Pro-Life Answers to Pro-Assisted Suicide Arguments: Part 2
(In November, Coloradans will be voting on a ballot initiative that would legalize physician-assisted suicide (PAS). In the following article, Catholic journalist Connie Pratt, a member of Holy Trinity Parish, rebuts common arguments and dispels common myths regarding assisted suicide.)
I think assisted suicide is justified because it helps people avoid pain in their final days.
While fear of pain is common, only 31% of dying patients need so much as a painkiller the day before they die. In Oregon, pain is not among the top five reasons for PAS. They are, instead, disability issues. What drives this effort is bias against the physically- or mentally-challenged who need some assistance.
Not surprisingly, disability-rights advocates, who routinely face discrimination in health care, are among the strongest opponents of PAS. Like canaries in the coal mine, they see risks the rest of us may miss.
While suicide prevention is obviously needed for those who are depressed or mentally unstable, it’s unnecessary and counterproductive when a doctor determines the patient is competent.
Suicidologists say a patient’s mental illness may not be apparent to those, including doctors, who lack expertise in mental illness. (After all, few suicidal people talk about pink elephants chasing them around the house.) Survey results in the New England Journal of Medicine confirm this: one third of doctors indicated uncertainty about recognizing depression in those who requested a lethal overdose.

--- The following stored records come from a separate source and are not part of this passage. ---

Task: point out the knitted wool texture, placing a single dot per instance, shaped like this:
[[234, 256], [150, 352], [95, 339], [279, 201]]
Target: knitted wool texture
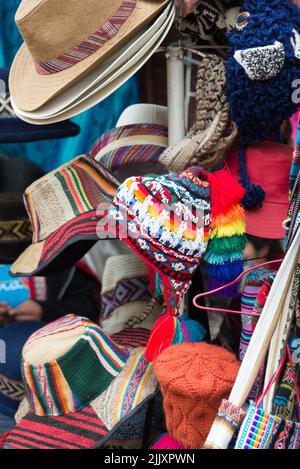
[[258, 107], [194, 379], [212, 131]]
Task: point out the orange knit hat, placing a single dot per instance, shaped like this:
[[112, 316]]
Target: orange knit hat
[[194, 379]]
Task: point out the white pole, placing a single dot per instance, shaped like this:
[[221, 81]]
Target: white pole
[[176, 94]]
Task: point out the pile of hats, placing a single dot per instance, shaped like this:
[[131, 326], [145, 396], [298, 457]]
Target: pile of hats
[[62, 70], [145, 370]]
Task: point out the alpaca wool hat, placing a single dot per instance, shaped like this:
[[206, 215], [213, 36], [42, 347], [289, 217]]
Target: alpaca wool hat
[[14, 130], [262, 68], [194, 379], [57, 53], [213, 131], [77, 189], [170, 220], [62, 207], [262, 64], [209, 21], [268, 165], [15, 227], [126, 295], [13, 336], [81, 388]]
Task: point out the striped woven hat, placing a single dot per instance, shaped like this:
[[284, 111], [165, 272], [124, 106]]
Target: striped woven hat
[[81, 387], [76, 190], [62, 207]]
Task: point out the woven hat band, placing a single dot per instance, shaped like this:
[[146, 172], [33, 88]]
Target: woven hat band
[[15, 230], [70, 382], [76, 188], [59, 45]]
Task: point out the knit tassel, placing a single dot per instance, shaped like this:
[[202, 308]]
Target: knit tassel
[[166, 441], [166, 331], [221, 246], [224, 255], [254, 195]]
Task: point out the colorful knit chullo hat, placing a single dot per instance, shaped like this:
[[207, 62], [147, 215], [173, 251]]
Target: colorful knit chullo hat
[[82, 389], [171, 220], [262, 66]]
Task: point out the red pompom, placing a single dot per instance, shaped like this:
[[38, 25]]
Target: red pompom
[[225, 191], [161, 337]]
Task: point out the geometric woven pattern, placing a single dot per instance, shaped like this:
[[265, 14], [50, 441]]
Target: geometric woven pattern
[[126, 291], [261, 430], [15, 230], [90, 45], [11, 388], [69, 382]]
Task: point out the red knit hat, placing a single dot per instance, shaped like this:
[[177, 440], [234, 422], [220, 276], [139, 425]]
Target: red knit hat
[[194, 379], [268, 165]]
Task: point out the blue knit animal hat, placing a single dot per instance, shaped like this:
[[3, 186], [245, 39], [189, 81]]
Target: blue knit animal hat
[[262, 66]]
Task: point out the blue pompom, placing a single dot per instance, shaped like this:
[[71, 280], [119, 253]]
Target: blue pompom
[[254, 197]]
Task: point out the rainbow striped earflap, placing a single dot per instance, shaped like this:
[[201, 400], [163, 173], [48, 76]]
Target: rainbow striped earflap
[[224, 254], [172, 221]]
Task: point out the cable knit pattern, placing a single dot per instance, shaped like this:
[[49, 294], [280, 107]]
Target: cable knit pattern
[[194, 379]]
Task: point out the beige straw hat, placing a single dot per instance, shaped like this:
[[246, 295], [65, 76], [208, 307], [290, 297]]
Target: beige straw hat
[[64, 41], [95, 87]]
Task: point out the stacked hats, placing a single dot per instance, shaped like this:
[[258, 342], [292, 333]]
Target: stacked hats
[[82, 390], [82, 192], [175, 215], [64, 70], [194, 379], [13, 129]]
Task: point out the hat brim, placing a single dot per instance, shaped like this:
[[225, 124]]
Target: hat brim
[[99, 91], [117, 64], [10, 251], [30, 90], [15, 130], [274, 213], [93, 425]]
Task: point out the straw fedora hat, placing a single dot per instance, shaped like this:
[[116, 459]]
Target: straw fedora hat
[[56, 52], [90, 91], [132, 55]]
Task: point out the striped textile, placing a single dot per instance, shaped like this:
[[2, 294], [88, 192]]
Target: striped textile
[[261, 430], [132, 337], [90, 45], [76, 188], [135, 383], [71, 381], [114, 419], [131, 144], [253, 284], [76, 431]]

The widespread physician failure to detect depression is especially significant among the elderly, whose symptoms (irritability, pervasive disinterest in life, memory lapse, loss of appetite, etc.) are easily dismissed as signs of age. Tragically, some 90% of depressed seniors are not being treated for it.

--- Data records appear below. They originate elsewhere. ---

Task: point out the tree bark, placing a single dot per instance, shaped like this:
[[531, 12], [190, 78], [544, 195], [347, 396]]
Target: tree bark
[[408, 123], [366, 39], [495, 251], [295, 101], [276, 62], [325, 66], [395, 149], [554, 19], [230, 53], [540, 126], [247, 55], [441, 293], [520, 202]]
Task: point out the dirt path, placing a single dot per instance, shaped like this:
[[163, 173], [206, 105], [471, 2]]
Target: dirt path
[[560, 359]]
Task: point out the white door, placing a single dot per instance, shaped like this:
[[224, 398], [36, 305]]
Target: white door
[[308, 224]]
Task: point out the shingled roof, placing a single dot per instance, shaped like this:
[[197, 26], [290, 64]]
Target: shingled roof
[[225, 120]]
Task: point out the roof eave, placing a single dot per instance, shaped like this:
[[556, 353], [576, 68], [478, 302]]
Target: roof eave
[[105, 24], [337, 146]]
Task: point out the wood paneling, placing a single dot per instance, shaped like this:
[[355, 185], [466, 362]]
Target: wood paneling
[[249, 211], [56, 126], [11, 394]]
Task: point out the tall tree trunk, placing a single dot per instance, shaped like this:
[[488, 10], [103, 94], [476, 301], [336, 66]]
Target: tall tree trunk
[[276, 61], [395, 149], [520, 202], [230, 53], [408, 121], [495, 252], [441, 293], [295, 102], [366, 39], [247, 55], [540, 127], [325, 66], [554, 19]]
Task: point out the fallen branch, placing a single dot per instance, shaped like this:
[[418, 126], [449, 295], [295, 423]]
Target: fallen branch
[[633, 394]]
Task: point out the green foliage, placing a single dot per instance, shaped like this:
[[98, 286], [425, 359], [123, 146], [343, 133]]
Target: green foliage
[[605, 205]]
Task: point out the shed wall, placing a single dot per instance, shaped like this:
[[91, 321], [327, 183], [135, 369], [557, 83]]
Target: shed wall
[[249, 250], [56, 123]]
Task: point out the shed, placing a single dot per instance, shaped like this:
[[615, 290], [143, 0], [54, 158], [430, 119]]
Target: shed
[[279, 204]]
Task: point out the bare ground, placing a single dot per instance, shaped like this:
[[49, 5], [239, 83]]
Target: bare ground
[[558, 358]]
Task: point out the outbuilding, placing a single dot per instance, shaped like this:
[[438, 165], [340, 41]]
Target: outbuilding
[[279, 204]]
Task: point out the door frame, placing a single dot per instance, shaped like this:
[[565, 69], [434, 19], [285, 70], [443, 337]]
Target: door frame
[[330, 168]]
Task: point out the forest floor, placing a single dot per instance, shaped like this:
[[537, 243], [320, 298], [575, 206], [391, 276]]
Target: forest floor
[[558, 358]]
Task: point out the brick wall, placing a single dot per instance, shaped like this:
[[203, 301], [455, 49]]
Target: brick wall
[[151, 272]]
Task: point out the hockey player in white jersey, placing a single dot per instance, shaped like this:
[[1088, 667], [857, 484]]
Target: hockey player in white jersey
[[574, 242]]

I think assisted suicide should be allowed for people who’ve made up their minds to die.
Because we humans instinctively cling to life, the ‘decision’ for suicide is typically transitory. Mental-health experts say those who consider suicide fluctuate in their thinking, often within the span of a day or even an hour. In fact, most who attempt suicide — and live — never try it again. (Several who’ve survived a jump off the Golden Gate Bridge say they changed their minds the very moment their feet left the rail.)
This crucial re-thinking is also true of newly-diagnosed or newly-disabled patients. Crisis intervention models are based on the fact that they initially suffer from depression and distorted judgments. But given the time and treatment they need, the overwhelming majority of them conclude life is still very precious.
Assisted suicide is a permanent solution to a temporary problem. It’s an action that can’t be undone. Clinical psychologist Carol Gill, herself disabled, says the wish to die and will to live are so delicately balanced in suicidal people that just suggesting death can be all it takes to push them over the edge. Legalizing PAS means many who don’t really want to die will either kill themselves or be killed by others.
I support rational suicide, a wholly-logical desire among those who are aged or ill.
Many doctors assume serious depression is a natural state for elderly, disabled, or terminally-ill people. It is not. Sadness may be perfectly normal in such situations, but depression isn’t. Sadness does not rule out hope, but depression does. Sadness does not render a person helpless, but depression does.
It is debiliphobia or able-ism — a prejudice as harmful as racism or sexism — to presume that people facing these difficulties are ‘rational’ when they asked to be killed. No clinical evidence supports this. In fact, the terminally-ill are at no greater risk for suicide than are members of the general population.
American Association of Suicidology’s Joseph Richman says “Effective psychotherapeutic treatment is possible with the terminally ill and only irrational prejudices prevent the greater resort to such measures.”
Since there are no bans on suicide, it’s unfair to deny it to those who need help carrying it out.
In reality, legalizing PAS would create, not eliminate, terrible injustice. It would set up a double standard which uses health distinctions to determine those who must be protected from despair versus those who’ll be escorted to its depths. If we’re serious about equal rights, there must be equal suicide prevention.
I think it’s wrong for PAS opponents to resort to ‘scare tactics’ about an imaginary slippery slope.
The concerns are based, not on fears of the future, but on facts from the present. Under these inevitably corrupting laws, the pool of those to be killed expands, while the pool of doctors who object shrinks.
In Holland, they’ve gone from killing the terminally ill, to the chronically ill, to the mentally ill, to the disabled, to seniors tired of living. Elderly hospital patients, afraid to take their meds or drink their juice, hire people to monitor their care. Disabled people carry cards saying “if I’m unconscious, don’t kill me.”
In Oregon, euthanasia activists do virtually all the killing — and control the reporting. Medicaid refuses to cover beneficial treatment but offers to pay for deadly drugs.
In Canada, where their Court has imposed a ‘right’ to be killed, the public-relations veneer has been lifted. Pro-death people demand: that lethal injection be allowed; that waiting periods be removed; that nurses be ordered to kill; and that physicians who object be forced to make “effective referrals” to death doctors.